Frank Sanache, a former prisoner of war and the last living Meskwaki code talker, died on Aug. 21. Cause of death was not released. He was 86.
Twenty-seven members of the Meskwaki Indian tribe enlisted in the Iowa National Guard in 1941, and were activated in the Army’s 34th Division during World War II. Eight of these soldiers, including Sanache and his brother Willard, trained to use their language as a secret code to encrypt orders relayed over walkie-talkies. Neither the Germans nor the Japanese ever cracked this code.

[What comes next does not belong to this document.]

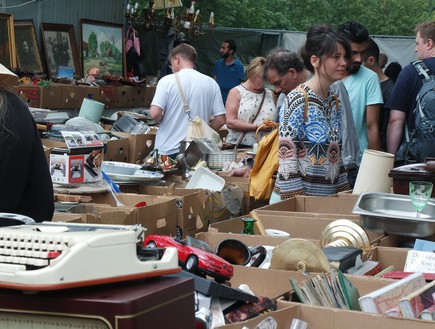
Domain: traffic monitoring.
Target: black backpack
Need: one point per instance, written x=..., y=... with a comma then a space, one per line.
x=420, y=141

Sanache studied walkie-talkie transmission technique for two months, then spent a year training in the woods of Louisiana. The military failed to utilize his translation skills, however, opting instead to ship him to North Africa. Sanache was serving as a scout there when Germans troops captured him.
He was held as a prisoner of war in a German internment camp in Poland for more than two years. Upon his liberation, Sanache returned to Tama County, Iowa, and spent the rest of his life working at a paper mill.

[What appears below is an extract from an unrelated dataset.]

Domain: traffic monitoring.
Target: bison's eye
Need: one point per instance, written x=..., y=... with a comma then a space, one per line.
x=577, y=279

Although 18 tribes contributed code talkers to the war effort, only the Navajo have received official acknowledgment from the government. In 2001, President George W. Bush awarded 29 Navajo code talkers with the Congressional Gold Medal. Sen. Charles Grassley (R-Iowa) and Sen. Tom Harkin (D-Iowa) have both pushed for the Meskwakis to receive the same recognition. Last spring, the Iowa Legislature also passed a resolution to urge Congress to recognize the Meskwaki code talkers for their heroism.